Tecidas algumas considerações sobre o direito fundamental de Acesso ao direito e à tutela jurisdicional efetiva, não ignorando a influência dos textos fundamentais internacionais, nomeadamente, ao nível do direito comunitário e europeu e densificado o regime legislativo do Acesso ao Direito em Portugal.
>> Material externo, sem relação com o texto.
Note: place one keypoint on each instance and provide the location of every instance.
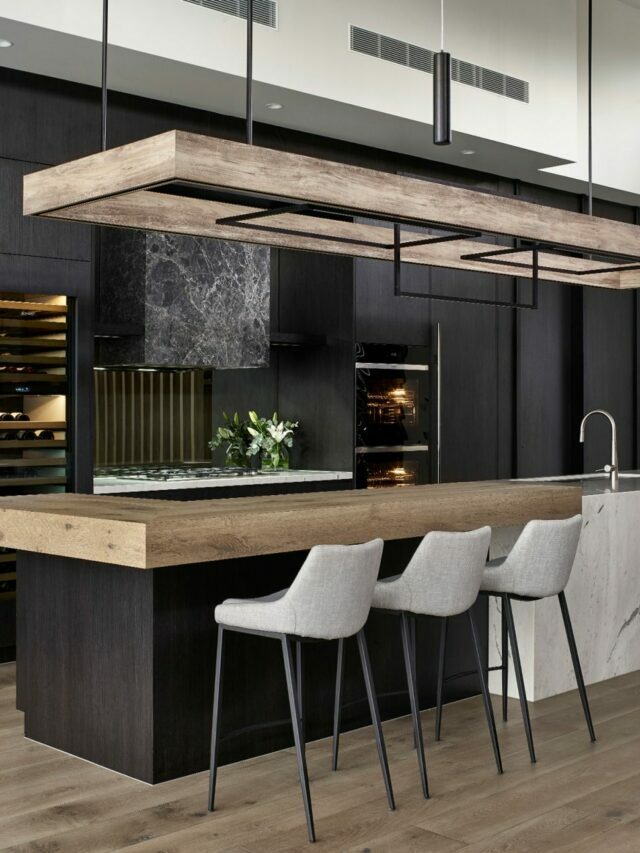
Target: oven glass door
(392, 406)
(394, 467)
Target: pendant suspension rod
(590, 109)
(105, 39)
(249, 109)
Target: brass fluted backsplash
(151, 416)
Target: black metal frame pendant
(442, 98)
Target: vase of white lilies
(272, 439)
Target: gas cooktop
(179, 472)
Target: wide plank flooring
(579, 798)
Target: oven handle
(394, 448)
(376, 365)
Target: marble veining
(201, 302)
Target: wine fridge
(397, 415)
(33, 417)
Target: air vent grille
(420, 58)
(265, 12)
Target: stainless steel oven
(396, 415)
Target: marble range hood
(171, 301)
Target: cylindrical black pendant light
(442, 90)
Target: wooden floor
(580, 797)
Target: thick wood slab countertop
(147, 534)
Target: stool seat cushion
(442, 578)
(269, 613)
(329, 598)
(540, 562)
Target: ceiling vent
(421, 59)
(265, 12)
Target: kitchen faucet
(612, 469)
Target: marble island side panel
(603, 595)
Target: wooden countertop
(147, 534)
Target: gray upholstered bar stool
(329, 599)
(538, 566)
(442, 579)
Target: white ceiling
(198, 60)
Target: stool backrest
(331, 594)
(445, 573)
(542, 558)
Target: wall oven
(396, 415)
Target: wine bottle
(25, 435)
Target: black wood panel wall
(515, 383)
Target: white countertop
(120, 485)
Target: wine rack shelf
(33, 462)
(54, 425)
(31, 309)
(33, 336)
(29, 344)
(53, 360)
(24, 482)
(26, 326)
(32, 444)
(31, 378)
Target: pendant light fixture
(442, 90)
(197, 185)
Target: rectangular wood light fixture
(204, 186)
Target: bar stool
(442, 579)
(329, 599)
(538, 566)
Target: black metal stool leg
(215, 720)
(505, 664)
(297, 734)
(337, 708)
(576, 664)
(412, 626)
(300, 689)
(375, 715)
(488, 707)
(442, 656)
(409, 662)
(517, 666)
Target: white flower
(279, 433)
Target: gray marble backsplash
(201, 302)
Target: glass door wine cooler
(33, 417)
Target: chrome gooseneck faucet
(611, 469)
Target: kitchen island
(603, 595)
(116, 647)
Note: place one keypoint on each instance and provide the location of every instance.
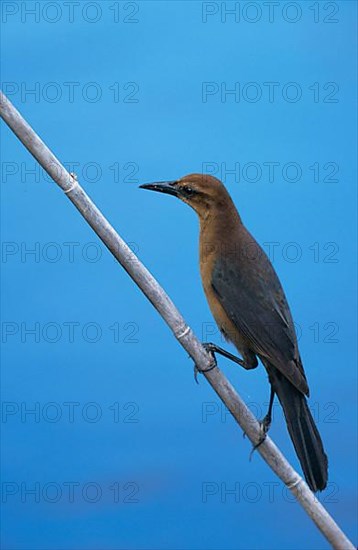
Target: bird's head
(202, 192)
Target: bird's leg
(265, 423)
(213, 348)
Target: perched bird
(251, 310)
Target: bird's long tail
(303, 431)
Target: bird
(250, 308)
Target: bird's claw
(213, 365)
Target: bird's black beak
(168, 187)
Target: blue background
(151, 433)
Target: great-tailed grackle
(251, 310)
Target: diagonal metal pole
(182, 332)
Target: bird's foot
(213, 365)
(265, 424)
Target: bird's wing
(254, 301)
Consideramos ser agora oportuno introduzir as problemáticas relacionadas com a Arbitragem, interligando-a com a primeira premissa deste trabalho.

Relembrando a questão por nós colocada, “A (in)existência de Apoio Judiciário na Arbitragem Administrativa: O Direito de Acesso à Tutela Jurisdicional Efetiva?”, é incontornável nesta sede a explicitação e densificação de conceitos, como a Arbitragem Administrativa e a respetiva relação com a jurisdição nacional, com o intuito de responder à questão: em que medida a dignidade do instituto da Arbitragem exigirá que se lhe estenda a Lei do Apoio Judiciário?

Com a densificação do primeiro Capítulo e com a afirmação de que o acesso à justiça e aos tribunais, sendo uma imposição do Estado de Direito, deverá ser entendido numa máxima e efetiva proteção, e neste sentido, falando-se no princípio da tutela jurisdicional efetiva, o direito à justiça e aos tribunais nunca poderá ser denegado por insuficiência de meia económicos. Neste Capítulo, como que alcançando mais um degrau, colocamos a questão de saber até que ponto o carácter da máxima proteção do direito de acesso à justiça e aos tribunais abarca a Arbitragem.